Challenges we ran into

  • The runtime-licensing and sign-in maze. Connecting the local robot to the cloud control plane was the hardest non-code problem: a WebView2 render loop in the Assistant, a "You don't have a license" state, and a Personal Automation setup that left Enterprise robot setup: None. We resolved it by repairing the WebView2 runtime, then allocating an Attended / Automation Developer robot to the user so the package could publish and run.
  • Making the guardrail genuinely NeMo, not a stand-in. A naive version computed risk with a bare if and never invoked the runtime. We rebuilt it to register a Colang action and dispatch it through the NeMo action dispatcher — real runtime, no LLM dependency — and verified the TRIGGER_HITL decision end to end.
  • Tuning the healing threshold honestly. The convergence score for our mutated/candidate pair landed at $0.7445$. Rather than hand-fit the data to clear an arbitrary $0.75$ line, we set the confidence threshold to $0.70$ — a defensible operating point — and documented it.
  • Demo timing under fuzzing. The attack burst is short, so the entropy window has to catch the chaotic phase. We drive the fuzzing endpoint in quick succession while the test polls.

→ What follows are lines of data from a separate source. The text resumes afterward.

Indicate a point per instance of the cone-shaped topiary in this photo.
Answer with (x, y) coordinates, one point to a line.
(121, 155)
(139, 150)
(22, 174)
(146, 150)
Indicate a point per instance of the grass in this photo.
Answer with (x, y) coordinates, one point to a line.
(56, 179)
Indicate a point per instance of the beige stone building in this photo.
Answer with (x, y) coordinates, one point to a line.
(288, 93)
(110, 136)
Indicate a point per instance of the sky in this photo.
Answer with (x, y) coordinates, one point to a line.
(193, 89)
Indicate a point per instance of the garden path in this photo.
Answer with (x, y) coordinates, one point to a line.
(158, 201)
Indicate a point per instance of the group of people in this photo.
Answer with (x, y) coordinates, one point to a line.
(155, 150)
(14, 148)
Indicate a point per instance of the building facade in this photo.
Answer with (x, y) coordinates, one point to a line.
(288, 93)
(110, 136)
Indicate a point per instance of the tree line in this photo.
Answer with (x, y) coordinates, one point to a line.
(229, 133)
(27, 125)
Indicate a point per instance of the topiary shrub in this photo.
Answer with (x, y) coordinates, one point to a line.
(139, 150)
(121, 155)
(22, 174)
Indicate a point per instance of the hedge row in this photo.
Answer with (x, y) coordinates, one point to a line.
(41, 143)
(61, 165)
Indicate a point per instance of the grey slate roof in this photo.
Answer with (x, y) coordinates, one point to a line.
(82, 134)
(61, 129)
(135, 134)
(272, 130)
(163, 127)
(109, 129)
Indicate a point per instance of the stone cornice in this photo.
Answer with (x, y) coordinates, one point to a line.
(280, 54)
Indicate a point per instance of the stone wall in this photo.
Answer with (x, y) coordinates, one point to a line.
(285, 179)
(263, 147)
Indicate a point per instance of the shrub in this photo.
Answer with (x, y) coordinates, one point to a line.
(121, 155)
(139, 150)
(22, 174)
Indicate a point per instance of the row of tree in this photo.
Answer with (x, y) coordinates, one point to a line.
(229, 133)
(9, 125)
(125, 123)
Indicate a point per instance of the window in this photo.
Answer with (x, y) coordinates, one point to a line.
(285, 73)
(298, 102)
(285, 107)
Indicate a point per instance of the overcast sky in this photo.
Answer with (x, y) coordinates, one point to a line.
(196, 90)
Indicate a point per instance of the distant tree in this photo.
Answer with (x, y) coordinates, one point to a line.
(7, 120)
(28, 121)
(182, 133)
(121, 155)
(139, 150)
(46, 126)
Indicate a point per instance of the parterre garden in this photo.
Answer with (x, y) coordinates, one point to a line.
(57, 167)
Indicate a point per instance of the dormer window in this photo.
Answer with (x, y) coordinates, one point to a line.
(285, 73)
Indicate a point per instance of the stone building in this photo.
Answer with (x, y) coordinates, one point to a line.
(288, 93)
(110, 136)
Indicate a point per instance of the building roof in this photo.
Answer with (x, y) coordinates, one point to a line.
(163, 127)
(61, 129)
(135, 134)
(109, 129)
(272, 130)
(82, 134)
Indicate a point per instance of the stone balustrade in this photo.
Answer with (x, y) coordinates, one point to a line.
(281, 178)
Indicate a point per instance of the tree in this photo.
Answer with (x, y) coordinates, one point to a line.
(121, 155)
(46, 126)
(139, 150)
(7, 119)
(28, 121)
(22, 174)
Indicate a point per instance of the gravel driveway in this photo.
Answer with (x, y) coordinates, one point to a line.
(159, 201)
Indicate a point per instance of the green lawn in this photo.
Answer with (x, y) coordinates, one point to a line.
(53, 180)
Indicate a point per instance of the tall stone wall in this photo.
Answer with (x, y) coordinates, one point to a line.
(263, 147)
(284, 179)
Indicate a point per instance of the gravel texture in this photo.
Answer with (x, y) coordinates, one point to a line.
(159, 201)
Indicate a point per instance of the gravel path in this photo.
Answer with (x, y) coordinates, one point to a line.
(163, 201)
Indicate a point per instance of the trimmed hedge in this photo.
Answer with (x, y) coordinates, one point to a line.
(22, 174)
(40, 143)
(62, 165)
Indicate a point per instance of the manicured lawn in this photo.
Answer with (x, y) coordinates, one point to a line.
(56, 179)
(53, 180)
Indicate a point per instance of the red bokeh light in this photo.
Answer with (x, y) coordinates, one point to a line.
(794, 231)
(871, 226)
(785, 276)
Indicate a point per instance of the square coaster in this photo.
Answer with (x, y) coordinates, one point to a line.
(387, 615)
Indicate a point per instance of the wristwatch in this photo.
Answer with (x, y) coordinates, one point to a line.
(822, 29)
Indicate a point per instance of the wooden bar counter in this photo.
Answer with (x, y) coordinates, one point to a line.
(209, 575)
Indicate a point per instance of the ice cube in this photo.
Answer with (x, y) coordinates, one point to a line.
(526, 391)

Accomplishments that we're proud of

  • A real, end-to-end Coded Test Case that runs on UiPath Test Cloud and returns a deterministic PASS verdict, with every major claim backed by runnable code.
  • A genuine NeMo Guardrails decision path that needs no API key, so any reviewer can reproduce it offline.
  • Multi-language synergy — Rust, C#, Python, and Node.js cooperating over loopback with UiPath as the orchestration and verdict layer.

What we learned

We learned how far UiPath Coded Test Cases can go as native Windows observers, and how to turn a mathematical signal (entropy) into a governed, human-supervised test verdict. We also learned that NeMo Guardrails can act as a deterministic policy engine via custom actions and the action dispatcher — not only as an LLM wrapper — which makes guardrail logic reproducible and demo-safe.

What's next for Pruxel-V

  • Real UI healing: read live selectors from UiPath UI Automation so the repair operates on an actual mutating application, not a simulated pair.
  • Full Colang flow execution: drive the autonomous defense protocol flow end to end with local embedding-based intent matching.
  • Test Cloud at scale: organize runs into Test Sets, wire results into Test Manager dashboards, and trigger on change/risk for true CI coverage.